We stand at Christ’s table not merely as a living assembly of humans—like the multitude of dried bones, now covered in flesh and given breath though still without hope, that once filled the valley of Ezekiel’s vision—but as living members, as limbs of Christ’s own body, connected to him, sharing in the pains he feels in the hope that we, too, might come to share the risen life he brings. As we remember him breaking the bread, the sign of his body, at table with his disciples, we also re-member—bring together—his broken body, become members one of another and of Christ; all by doing this ‘in remembrance of him’ (Mt. 26.26, Lk. 22.19).

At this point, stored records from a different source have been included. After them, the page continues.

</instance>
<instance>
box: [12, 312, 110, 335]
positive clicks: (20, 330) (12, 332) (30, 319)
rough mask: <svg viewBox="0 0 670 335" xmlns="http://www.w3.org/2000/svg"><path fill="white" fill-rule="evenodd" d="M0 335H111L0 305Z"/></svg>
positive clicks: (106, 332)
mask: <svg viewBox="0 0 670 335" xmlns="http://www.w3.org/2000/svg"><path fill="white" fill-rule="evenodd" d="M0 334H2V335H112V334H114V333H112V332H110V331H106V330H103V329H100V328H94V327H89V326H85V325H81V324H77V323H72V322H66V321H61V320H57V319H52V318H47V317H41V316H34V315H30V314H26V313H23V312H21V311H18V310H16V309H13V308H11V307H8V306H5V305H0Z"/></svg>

On this Remembrance Sunday, as we remember the centenary of the Great War and the enormity of its cost, I invite you to share in the remembrance that both recalls in our minds and brings together again what has been broken by illness, suffering, war or hatred. I invite you to remember—to recall—how by letting his own body be broken on a cross, Christ has taken up in himself all brokenness in order to make it whole. And as you receive the bread and the wine of Holy Communion I invite you to re-member—to build up and become—his body on earth: be re-connected with one another and with Christ himself, as members of his body, so that together we may make known the work of his healing, wholeness and redemption in an age still marred by conflict and war.

In the Name of the Father, and of the Son, and of the Holy Spirit. Amen.